Recent reporting reinforces the pattern. A July 15 story from AP News noted that Amazon’s deal represents its first satellite agreement on the African continent. Government backing came swiftly. Musk’s long-standing criticism of the ownership mandate has not produced movement. Instead, it has kept Starlink on the sidelines in one of the continent’s richest economies.
Amazon’s progress is not guaranteed. Its constellation must grow dramatically to match Starlink’s coverage and capacity. Initial service from the current fleet could begin later this year in select latitudes, but full continental performance demands hundreds more satellites and ground infrastructure. Launches on Ariane 6 and other rockets are accelerating. Production lines are scaling. The company promises residential speeds up to 400 megabits per second, with gigabit options on premium antennas.
But. Questions linger about pricing in South Africa. Herotel has not disclosed retail rates for evry. Affordability will decide whether the service truly reaches the millions living on farms and in small towns. The same issue confronts Starlink everywhere it operates. High upfront costs deter the very users satellites could help most.

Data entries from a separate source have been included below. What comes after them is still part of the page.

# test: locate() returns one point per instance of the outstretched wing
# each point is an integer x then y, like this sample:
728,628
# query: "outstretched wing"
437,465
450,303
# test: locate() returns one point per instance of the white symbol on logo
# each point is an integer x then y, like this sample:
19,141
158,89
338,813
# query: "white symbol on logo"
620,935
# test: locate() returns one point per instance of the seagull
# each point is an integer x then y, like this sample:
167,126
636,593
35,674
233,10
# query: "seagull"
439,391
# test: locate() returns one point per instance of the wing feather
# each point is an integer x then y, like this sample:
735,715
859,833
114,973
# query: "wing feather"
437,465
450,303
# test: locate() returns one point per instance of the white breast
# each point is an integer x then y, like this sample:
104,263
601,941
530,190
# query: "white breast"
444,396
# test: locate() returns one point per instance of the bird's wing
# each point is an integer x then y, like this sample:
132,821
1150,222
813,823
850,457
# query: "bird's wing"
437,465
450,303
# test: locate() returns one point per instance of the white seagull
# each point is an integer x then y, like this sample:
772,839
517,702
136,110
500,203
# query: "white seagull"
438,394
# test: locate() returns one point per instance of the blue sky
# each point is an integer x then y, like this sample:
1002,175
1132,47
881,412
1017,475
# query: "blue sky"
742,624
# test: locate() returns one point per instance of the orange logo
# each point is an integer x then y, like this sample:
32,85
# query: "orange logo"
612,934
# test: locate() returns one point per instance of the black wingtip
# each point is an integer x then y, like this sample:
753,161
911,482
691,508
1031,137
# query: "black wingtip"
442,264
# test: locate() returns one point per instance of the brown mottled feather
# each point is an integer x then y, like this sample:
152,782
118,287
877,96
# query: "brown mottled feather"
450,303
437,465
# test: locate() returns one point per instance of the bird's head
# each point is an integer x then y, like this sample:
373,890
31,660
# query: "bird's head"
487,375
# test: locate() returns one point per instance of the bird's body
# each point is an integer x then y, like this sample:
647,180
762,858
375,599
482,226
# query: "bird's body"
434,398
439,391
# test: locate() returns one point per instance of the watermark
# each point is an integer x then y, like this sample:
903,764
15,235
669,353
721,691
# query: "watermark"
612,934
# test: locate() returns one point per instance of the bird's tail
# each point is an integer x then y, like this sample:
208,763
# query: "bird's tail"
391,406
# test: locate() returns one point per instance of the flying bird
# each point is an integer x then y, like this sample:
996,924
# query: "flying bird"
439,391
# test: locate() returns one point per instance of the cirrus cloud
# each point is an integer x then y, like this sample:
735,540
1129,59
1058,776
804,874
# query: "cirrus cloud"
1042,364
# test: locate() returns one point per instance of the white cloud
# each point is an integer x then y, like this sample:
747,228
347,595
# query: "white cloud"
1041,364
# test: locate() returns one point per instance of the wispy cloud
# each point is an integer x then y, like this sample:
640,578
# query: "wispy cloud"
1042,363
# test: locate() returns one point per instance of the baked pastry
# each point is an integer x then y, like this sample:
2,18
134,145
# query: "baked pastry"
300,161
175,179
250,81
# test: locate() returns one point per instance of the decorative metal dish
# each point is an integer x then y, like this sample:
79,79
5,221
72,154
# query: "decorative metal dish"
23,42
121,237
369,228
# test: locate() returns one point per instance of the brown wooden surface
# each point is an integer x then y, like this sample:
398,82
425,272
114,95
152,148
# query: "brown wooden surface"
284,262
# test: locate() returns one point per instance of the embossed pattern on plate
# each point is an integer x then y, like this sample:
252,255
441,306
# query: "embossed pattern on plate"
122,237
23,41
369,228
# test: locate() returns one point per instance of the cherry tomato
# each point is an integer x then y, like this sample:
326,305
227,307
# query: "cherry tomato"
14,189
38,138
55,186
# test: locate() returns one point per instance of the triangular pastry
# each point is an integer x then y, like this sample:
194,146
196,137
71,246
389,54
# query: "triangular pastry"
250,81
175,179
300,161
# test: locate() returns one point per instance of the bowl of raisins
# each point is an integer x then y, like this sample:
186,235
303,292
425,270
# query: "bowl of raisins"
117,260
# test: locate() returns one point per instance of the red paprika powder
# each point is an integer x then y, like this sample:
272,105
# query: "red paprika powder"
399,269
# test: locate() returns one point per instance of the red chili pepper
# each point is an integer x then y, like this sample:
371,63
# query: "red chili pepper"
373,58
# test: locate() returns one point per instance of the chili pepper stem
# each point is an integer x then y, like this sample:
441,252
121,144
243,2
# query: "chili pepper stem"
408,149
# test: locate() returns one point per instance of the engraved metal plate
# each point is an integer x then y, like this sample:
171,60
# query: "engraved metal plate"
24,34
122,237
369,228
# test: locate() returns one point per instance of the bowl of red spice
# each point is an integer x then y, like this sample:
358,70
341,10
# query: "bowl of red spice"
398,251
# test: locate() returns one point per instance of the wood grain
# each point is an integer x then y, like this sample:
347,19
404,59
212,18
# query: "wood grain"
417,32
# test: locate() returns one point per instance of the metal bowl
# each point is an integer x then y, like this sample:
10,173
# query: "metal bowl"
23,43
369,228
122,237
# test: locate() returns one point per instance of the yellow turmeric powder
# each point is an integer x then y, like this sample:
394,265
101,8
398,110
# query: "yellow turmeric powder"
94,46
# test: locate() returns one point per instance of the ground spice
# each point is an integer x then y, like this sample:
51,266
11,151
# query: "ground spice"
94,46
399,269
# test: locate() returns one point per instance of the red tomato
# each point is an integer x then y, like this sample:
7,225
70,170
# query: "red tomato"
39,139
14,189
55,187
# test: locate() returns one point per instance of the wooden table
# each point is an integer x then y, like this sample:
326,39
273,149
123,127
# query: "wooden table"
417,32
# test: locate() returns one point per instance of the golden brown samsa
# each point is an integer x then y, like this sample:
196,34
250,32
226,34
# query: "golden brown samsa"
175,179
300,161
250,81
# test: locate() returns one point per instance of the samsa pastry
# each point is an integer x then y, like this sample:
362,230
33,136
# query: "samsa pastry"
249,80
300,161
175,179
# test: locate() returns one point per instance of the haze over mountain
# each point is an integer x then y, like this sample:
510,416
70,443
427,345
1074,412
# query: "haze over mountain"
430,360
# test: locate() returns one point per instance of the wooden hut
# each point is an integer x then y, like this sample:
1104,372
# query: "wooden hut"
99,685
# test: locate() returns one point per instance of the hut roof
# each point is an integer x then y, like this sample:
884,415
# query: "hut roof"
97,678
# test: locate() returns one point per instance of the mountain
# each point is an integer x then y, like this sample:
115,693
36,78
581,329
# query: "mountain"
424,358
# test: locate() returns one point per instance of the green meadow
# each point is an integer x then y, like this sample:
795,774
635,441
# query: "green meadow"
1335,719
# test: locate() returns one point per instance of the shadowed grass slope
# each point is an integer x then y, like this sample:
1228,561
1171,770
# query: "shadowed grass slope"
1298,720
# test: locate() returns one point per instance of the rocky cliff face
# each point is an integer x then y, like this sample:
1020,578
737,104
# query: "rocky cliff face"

So the contest evolves on multiple fronts. Technical capability. Regulatory agility. Local partnerships. Public perception. Musk’s blunt commentary on South African politics has alienated some officials and customers. Bezos has stayed quiet on the matter. Amazon simply signed the deal.
Further south, the economic case looks compelling. An Access Partnership study referenced in Amazon’s announcement projects that non-geostationary satellite systems could generate up to $16.9 billion in annual economic benefits for southern Africa. That figure covers productivity gains, education improvements, and new business formation in areas long cut off from reliable data.
Recent discussions on X highlight the divide. Users note that Amazon did not challenge the licensing regime directly; it worked inside it. Others point out that ICASA has yet to issue Starlink an exemption or force a policy rewrite. One post from July 15 observed that Amazon Leo’s beta could arrive in 2026, with full commercial service the following year. Starlink, absent an application, has no timeline at all.
The satellite race over Africa is no longer theoretical. Constellations are in orbit. Licenses are being granted. Partnerships are forming. South Africa’s decision to welcome Amazon while holding firm on ownership rules sets a precedent. Other nations will watch. Companies will adjust. And millions of unconnected citizens may finally gain the bandwidth they have lacked for decades.
Whether Amazon can scale fast enough to pressure Starlink remains uncertain. The orbital numbers favor Musk by a wide margin. Yet the regulatory door that opened for Bezos in Pretoria could swing wider across the region. In a market defined by access gaps and policy hurdles, willingness to adapt sometimes counts as much as raw technical superiority.